Pole, a grand-nephew of Edward IV, became a refugee from Henry VIII’s England in 1532 on religious grounds. He travelled to Italy, where he became a Cardinal in 1536 under the Farnese pope, Paul III. Pole’s career was dominated by his hostility to the English Reformation – a which resulted in the persecution of his family, and the execution of this mother – and by his determination to reform the Roman Catholic Church. Only with the coronation of Mary I could be return to England in 1554, dying there in 1558, a day after her reign began.

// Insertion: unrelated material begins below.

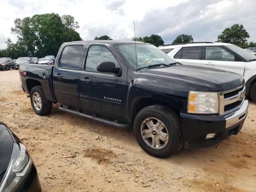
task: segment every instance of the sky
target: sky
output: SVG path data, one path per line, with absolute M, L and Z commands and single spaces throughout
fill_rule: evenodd
M 194 42 L 217 40 L 234 24 L 242 24 L 256 42 L 256 0 L 0 0 L 0 48 L 6 48 L 16 18 L 54 12 L 73 16 L 84 40 L 104 35 L 114 40 L 160 36 L 165 44 L 178 35 L 192 35 Z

This is an interesting and captivating portrait – stylised and somewhat rigid, almost marble-like – but there is sadness here in his eyes which is blended with almost a sense of some fear, which considering his background is understandable, as poignantly caught by Sebastiano. The rigidity of the hands show a tenseness in his personality, as if the portrait itself conveys the tension of his life.

There is however, a real power here, and you are drawn to want to understand who this man was, and if this is the measure of the success of a portrait, then Sebastiano has succeeded.